Like many other physical characteristics of the cat, his moods are reflected by his eyes. Pupil size changes are the clue: an angry cat will have narrowed pupils, while an excited or frightened cat will have eyes wide open, with large pupils. A mellow, happy cat's eyes will sometimes appear a shade darker than normal. I can't explain this one; it's just an observation.
A cat's field of vision is about 186 degrees, which is far superior to ours. That's one of the reasons you can't sneak up on a cat. Of course their splendid hearing and sense of smell also contribute a bit.
Cats need taurine for good vision, which is one good reason you should not feed your cat dog food. A cat fed exclusively with dog food can go blind.
When kitty isn't feeling well, her eyes are a dead giveaway. They'll be dull and glazed appearing, and you may see the "third eyelid" appearing. This inner eyelid is called a nictating membrane, and serves to protect the eye from dryness and/or damage. When a cat is sick, the third eyelid will partially close, which is a signal to get him to the vet immediately.

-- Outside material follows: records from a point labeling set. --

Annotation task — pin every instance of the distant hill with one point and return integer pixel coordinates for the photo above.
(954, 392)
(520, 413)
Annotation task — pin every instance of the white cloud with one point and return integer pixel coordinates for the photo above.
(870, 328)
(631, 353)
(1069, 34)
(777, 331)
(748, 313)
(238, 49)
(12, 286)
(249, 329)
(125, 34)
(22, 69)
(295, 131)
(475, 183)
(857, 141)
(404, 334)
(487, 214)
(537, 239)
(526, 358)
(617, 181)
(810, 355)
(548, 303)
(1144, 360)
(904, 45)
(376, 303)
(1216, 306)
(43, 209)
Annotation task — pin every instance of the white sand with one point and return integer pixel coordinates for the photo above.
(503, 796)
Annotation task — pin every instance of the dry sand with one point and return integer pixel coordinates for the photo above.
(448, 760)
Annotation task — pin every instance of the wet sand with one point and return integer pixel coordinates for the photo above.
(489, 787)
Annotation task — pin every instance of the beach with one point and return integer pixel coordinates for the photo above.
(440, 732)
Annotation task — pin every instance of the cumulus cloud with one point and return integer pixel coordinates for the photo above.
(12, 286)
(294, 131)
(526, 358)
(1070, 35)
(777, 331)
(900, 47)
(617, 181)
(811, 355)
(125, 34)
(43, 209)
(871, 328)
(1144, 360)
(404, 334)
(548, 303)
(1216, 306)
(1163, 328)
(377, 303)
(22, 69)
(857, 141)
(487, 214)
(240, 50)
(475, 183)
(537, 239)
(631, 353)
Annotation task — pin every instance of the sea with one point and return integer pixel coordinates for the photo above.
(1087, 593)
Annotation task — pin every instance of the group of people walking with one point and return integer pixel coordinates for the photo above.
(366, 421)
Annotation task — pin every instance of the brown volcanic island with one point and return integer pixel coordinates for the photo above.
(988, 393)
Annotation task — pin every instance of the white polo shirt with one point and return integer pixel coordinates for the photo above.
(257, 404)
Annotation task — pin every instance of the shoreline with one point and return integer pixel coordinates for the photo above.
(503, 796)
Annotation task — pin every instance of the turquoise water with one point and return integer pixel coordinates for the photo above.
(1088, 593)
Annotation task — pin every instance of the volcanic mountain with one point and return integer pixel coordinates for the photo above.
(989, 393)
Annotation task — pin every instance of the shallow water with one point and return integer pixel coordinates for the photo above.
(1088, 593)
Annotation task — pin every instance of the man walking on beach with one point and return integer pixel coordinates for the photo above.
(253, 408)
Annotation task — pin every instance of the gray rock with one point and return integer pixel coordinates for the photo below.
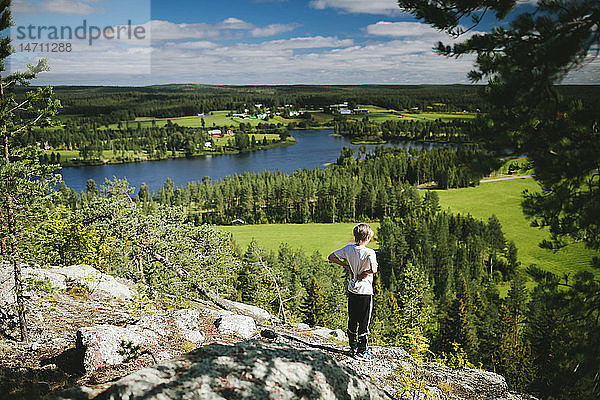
(339, 334)
(180, 322)
(100, 345)
(58, 278)
(256, 313)
(239, 325)
(247, 370)
(302, 326)
(96, 280)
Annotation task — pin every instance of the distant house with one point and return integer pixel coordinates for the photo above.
(342, 105)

The 7th Inning Stretch Have you ever seen a cat with knotted, tense neck and shoulder muscles? Not very often, I think. That's because cats are masters of the "7th Inning Stretch." Watch a cat the next time he stands up from a nap. First, he'll raise himself in the classic "Halloween" posture, back arched like a bow. Next, he'll stretch waaaay out in front, then waaaay out in back. He'll do the same sort of stretching exercise at his scratching post. He doesn't scratch way up high for the hell of it; he's stretching those muscles. That's partly why they stay in such good shape for twisting and turning in mid-air in order to land on his feet. It's also a very good reason why your cat is so laid-back and relaxed while you're rushing to meet a deadline.

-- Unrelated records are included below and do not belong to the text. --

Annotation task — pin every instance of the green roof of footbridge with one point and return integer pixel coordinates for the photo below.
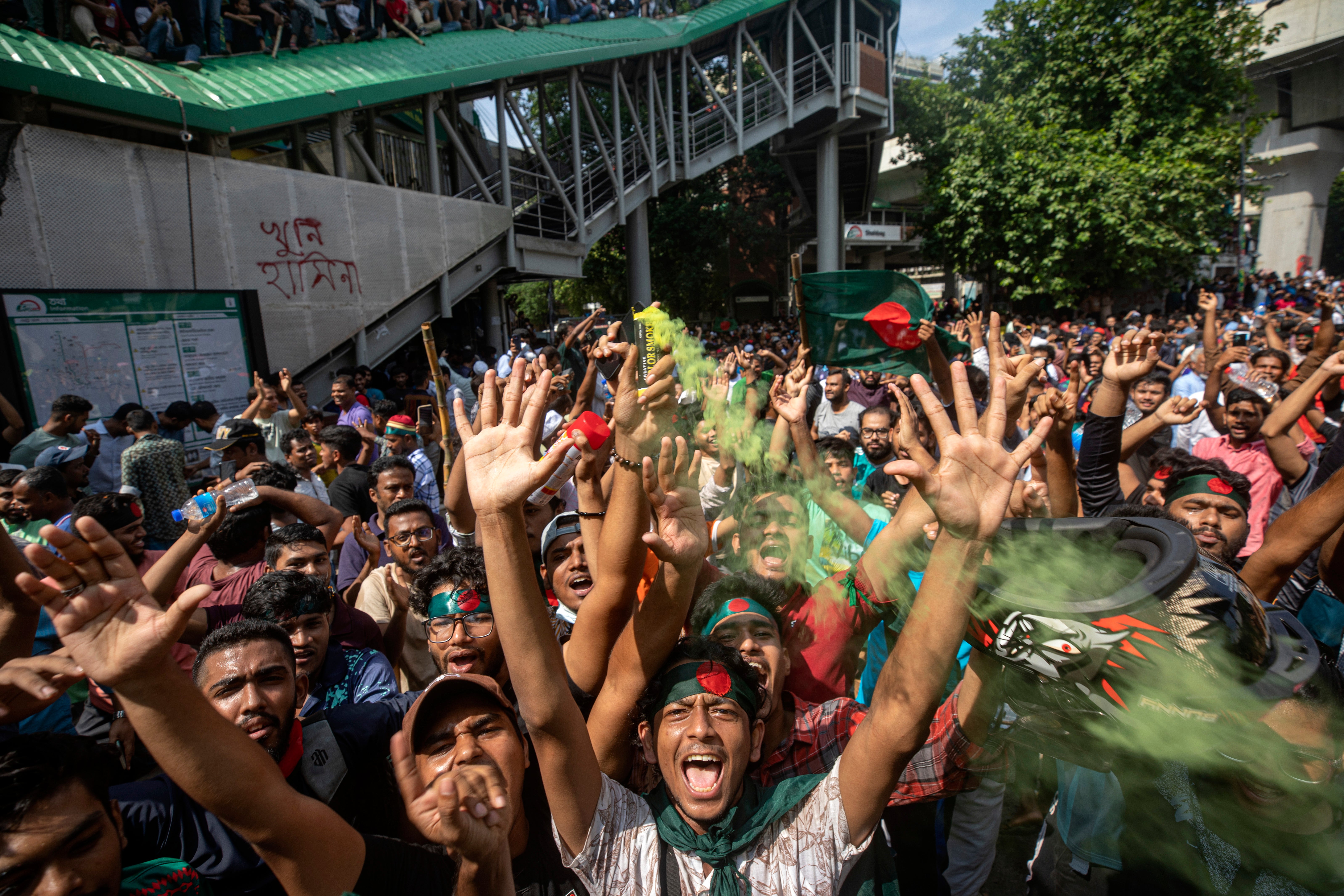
(249, 92)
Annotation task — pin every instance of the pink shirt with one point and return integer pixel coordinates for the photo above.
(1252, 461)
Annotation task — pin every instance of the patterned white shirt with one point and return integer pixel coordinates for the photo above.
(427, 487)
(806, 852)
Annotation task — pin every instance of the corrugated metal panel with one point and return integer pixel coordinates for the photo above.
(252, 92)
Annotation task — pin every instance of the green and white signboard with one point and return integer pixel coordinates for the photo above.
(151, 347)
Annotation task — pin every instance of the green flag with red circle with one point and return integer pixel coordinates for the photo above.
(869, 320)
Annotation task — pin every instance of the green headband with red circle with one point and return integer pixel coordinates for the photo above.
(733, 608)
(706, 676)
(1205, 484)
(447, 604)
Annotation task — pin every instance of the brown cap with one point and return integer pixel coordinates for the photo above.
(447, 684)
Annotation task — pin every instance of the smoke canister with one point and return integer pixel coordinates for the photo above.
(647, 322)
(592, 426)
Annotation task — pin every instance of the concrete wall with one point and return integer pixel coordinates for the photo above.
(1300, 80)
(326, 256)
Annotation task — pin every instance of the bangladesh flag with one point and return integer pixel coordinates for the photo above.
(869, 320)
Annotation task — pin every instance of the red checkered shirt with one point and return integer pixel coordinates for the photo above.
(948, 762)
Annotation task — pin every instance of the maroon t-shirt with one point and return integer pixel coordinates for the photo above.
(351, 628)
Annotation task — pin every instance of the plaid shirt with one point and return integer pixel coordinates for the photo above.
(823, 730)
(427, 487)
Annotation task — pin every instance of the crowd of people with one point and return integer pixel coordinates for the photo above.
(738, 644)
(185, 32)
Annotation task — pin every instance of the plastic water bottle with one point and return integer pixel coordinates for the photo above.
(203, 506)
(1267, 390)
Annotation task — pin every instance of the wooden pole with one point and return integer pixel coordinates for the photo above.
(441, 397)
(796, 276)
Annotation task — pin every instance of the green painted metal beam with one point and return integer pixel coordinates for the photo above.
(251, 92)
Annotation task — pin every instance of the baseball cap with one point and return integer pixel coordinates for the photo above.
(58, 455)
(565, 523)
(232, 432)
(443, 688)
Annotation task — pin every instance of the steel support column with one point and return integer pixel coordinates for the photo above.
(436, 171)
(639, 280)
(577, 150)
(337, 124)
(506, 186)
(830, 250)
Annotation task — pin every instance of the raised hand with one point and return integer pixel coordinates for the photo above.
(103, 613)
(682, 538)
(30, 684)
(464, 809)
(502, 468)
(792, 406)
(1132, 358)
(908, 434)
(974, 482)
(1178, 412)
(643, 418)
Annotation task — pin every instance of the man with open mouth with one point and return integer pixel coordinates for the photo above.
(565, 571)
(709, 824)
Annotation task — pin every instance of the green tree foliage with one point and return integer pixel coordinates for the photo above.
(1080, 147)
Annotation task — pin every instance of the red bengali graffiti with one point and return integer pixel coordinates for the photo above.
(302, 269)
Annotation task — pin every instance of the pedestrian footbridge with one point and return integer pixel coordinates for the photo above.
(544, 140)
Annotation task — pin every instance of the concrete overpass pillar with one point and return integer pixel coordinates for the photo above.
(830, 248)
(1294, 210)
(638, 256)
(496, 328)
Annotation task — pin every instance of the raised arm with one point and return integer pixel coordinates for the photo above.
(1292, 538)
(1174, 412)
(1061, 467)
(502, 473)
(635, 433)
(121, 637)
(970, 492)
(656, 624)
(1279, 426)
(1131, 358)
(298, 409)
(937, 362)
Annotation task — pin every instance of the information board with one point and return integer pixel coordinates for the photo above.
(152, 348)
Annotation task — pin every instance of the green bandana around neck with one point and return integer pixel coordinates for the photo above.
(447, 604)
(708, 676)
(732, 609)
(1203, 484)
(757, 809)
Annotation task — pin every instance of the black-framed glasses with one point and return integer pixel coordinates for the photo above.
(478, 625)
(420, 537)
(1294, 762)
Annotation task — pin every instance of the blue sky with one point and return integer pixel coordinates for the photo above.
(929, 28)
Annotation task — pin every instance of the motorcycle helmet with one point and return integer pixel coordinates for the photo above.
(1119, 635)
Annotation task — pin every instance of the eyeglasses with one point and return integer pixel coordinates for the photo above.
(421, 537)
(478, 625)
(1299, 765)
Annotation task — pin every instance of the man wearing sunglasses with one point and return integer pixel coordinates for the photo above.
(412, 542)
(451, 594)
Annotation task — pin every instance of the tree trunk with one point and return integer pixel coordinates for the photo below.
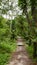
(34, 49)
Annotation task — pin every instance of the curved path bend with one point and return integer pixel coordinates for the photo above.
(20, 57)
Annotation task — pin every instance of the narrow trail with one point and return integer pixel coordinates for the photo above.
(20, 57)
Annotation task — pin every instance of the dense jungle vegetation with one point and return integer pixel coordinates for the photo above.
(23, 25)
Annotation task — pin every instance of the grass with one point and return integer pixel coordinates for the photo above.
(30, 52)
(6, 47)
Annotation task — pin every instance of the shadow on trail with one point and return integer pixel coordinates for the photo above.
(20, 57)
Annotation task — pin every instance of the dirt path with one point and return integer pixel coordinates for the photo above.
(20, 57)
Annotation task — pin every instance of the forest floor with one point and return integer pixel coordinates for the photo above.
(20, 57)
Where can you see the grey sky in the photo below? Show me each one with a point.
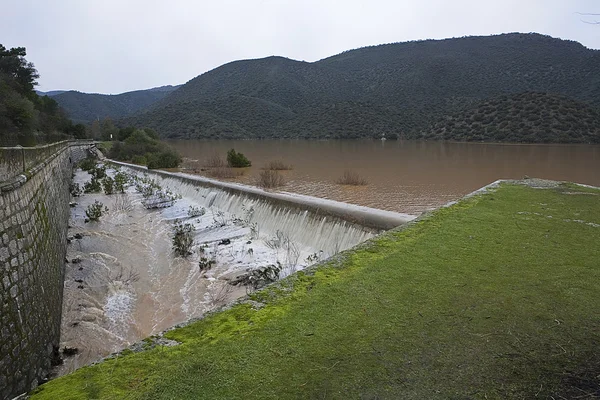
(113, 46)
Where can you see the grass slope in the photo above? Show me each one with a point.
(495, 297)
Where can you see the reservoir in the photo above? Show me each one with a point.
(403, 176)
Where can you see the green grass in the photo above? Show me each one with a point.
(490, 298)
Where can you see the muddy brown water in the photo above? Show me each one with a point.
(403, 176)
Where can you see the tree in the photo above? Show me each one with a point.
(96, 130)
(109, 130)
(237, 160)
(14, 64)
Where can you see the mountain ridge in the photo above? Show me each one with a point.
(396, 89)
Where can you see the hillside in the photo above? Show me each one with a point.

- "Cats do not think that they are little people. They think that we are big cats. This influences their behavior in many ways."
Fascinating Feline Facts
Be a Copy-Cat
All in all, it would be a very good practice for humans to emulate their feline companions as much as possible. We can all learn a lot about dignity, self-respect, grooming, self-preservation, loyalty, and good health habits, by observing our chosen feline companions. Don't you ever wish you could purr? I sure do!